21-year-old Jack Teixeira was arrested by the FBI last week in the course of an investigation concerning the leak of classified military documents that spread on social media earlier in April 2023. He faces up to 15 years in prison for two counts of violating the Espionage Act. His crime? He posted photographs of printed, classified briefings on a small Discord server called Thug Shaker Central.
Teixeira leaked over a hundred pages of documents, some of which had detailed information on strategy around the Russian war with Ukraine and intelligence the United States has on a number of countries, including North Korea, China, Egypt, and Iran. The documents have been confirmed to be legitimate by a number of senior US officials, and were compiled from a number of sources.
You may be wondering how he got these documents. Teixeira is an airman serving in the intelligence wing of the Massachusetts National Guard as a Cyber Transports Systems journeyman – essentially, and to put this somewhat reductively, an IT guy. He didn’t work directly with intelligence, but his department was responsible for packaging intelligence for global senior military leaders, and he had the clearance to work on the networks used to store this information.
He started out taking pictures of classified information at work, but got scared that he would be caught – so he started taking the documents home and taking pictures of them there instead. He shared these to the Thug Shaker Central Discord, a server where roughly two dozen members, mostly teenagers, played war games, posted racist memes, talked about guns, and discussed the war in Ukraine. Teixeira was older than most of the server’s members and seemingly wanted to impress them. So he sent classified documents to a bunch of teenage gamers.
Naturally, the leaks started spreading, because what else would you expect from a bunch of teenagers on Discord? Members posted them to other Discord servers, including one for YouTuber wow_mao, and later, the Minecraft Earth Map server. The leak spread to thousands more, and was then discovered by the US government through social media.
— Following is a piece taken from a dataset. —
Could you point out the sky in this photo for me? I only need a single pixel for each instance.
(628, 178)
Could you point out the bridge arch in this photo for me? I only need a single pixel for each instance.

This led to Teixeira’s arrest last week.
I want to be clear: leaking documents is not an inherently bad thing. There are good leaks, and there are bad leaks. A good leak reveals information necessary for the full understanding of issues of public interest, without harming people. This was not that. If it had been well-intended, this information could have gone to a journalist who would have been able to redact it to release information for the public good and reduce the harm done, for example, to Ukrainian civilians currently entrapped in a war with Russia. Instead, it was an irresponsible dissemination of classified information to a bunch of racist teenage gamers, for their approval.
It’s terrifying to think that matters of national security, which have huge, widespread consequences for people whose lives hang in the balance, are being put in the hands of 21-year-olds conditioned by their social circles to act like dickhead edgelords for attention. Discord servers are largely private spaces and it’s up to moderators of those specific servers to decide what is acceptable (Texeira was the moderator of Thug Shaker Central).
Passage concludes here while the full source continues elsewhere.